First, given the existing barriers to suicide, a suicide that appears “impulsive” may actually reflect the genuine rational desires of the suicide. The person who rationally prefers to die may be unfairly prevented from doing so by legal and practical barriers; he may need an “impulse” to push him over the edge and enact his rational desire. (I experienced this with my most serious suicide attempt, and I would definitely feel benefited from a renewed “impulse.”)
Second, there is evidence that suicidality is not impulsive and fleeting, but is in fact very permanent over the lifespan.
Third, even if we could be certain that a would-be suicide would be glad to be rescued (we can’t), this would not be a strong moral reason to prohibit suicide. The victim’s being “glad it happened” after the fact does not render interference morally justifiable.
b. Harm from an Unsuccessful Suicide Attempt
Harm inflicted by an unsuccessful suicide attempt is entirely an artifact of the suicide prohibition, not a harm inherent in suicide.
c. Failed Signaling
Many consider the proper response to a suicide attempt to be to universally interpret it as a cry for help. A successful suicide may be seen, then, as a failed signal for help. But this attitude benefits neither serious suicides, nor would-be signalers! Again, the idea of “failed signaling” is an artifact of the suicide prohibition.
In order for a person to send a reliable signal, the suicide attempt must appear lethal while not actually being lethal. If comfortable, reliable suicide were legally and practically available, there would be very little value in choosing any other method, and any other method would be less lethal than the medical option. This would interfere with the apparent lethality communicated by a suicide attempt, thereby decreasing the motivation to make a “signal” attempt in the first place.

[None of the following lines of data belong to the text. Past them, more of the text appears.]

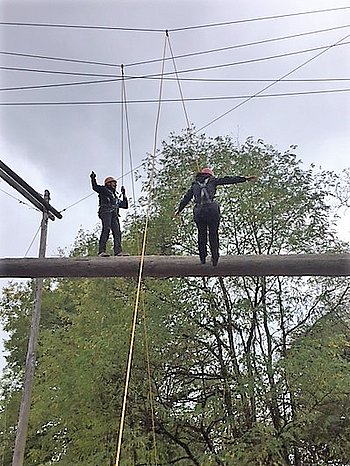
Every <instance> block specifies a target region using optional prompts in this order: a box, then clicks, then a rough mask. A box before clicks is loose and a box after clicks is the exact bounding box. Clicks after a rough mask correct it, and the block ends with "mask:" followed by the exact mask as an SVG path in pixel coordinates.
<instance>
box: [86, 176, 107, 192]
mask: <svg viewBox="0 0 350 466" xmlns="http://www.w3.org/2000/svg"><path fill="white" fill-rule="evenodd" d="M90 180H91V187H92V189H93V190H94V191H96V192H97V193H101V192H103V191H105V190H106V188H105V186H100V185H99V184H97V181H96V173H95V172H91V175H90Z"/></svg>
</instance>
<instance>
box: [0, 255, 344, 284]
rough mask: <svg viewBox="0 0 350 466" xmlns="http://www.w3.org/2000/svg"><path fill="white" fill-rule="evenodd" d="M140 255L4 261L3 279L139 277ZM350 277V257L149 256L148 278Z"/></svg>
mask: <svg viewBox="0 0 350 466" xmlns="http://www.w3.org/2000/svg"><path fill="white" fill-rule="evenodd" d="M139 264H140V257H139V256H123V257H104V258H101V257H62V258H46V259H41V258H39V259H37V258H8V259H0V277H2V278H5V277H6V278H10V277H11V278H38V277H67V278H68V277H136V276H137V275H138V271H139ZM271 275H274V276H277V275H281V276H328V277H340V276H349V275H350V254H291V255H266V256H265V255H251V256H223V257H220V260H219V264H218V265H217V267H213V266H212V264H211V263H210V261H208V263H207V264H205V265H202V264H201V263H200V262H199V259H198V257H196V256H146V257H145V263H144V270H143V276H144V277H157V278H167V277H225V276H271Z"/></svg>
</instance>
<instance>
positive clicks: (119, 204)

What an insincere suicide attempter – a “signaler” – really wants is to be rescued. That is, he wants to be forcibly prevented from committing suicide, because he does not really want to commit suicide. Remove the possibility for rescue, and you remove this insincere suicide’s motivation to make the potentially harmful attempt in the first place. It is the suicide prohibition, and not suicide itself, that causes this harm to the would-be signaler.
*These are not my words they are from a blog I read online. They provide an interesting point of view and should be read and thought about.
1 comment
The feelings surrounding suicide can be a mixed bag, but I think the most unrecognized cause of loss among all parties is fear, which is magnified almost to reveal itself proudly as having defeated those who let it. That we will all go away at some time should be encouragement to come to terms with our mortality.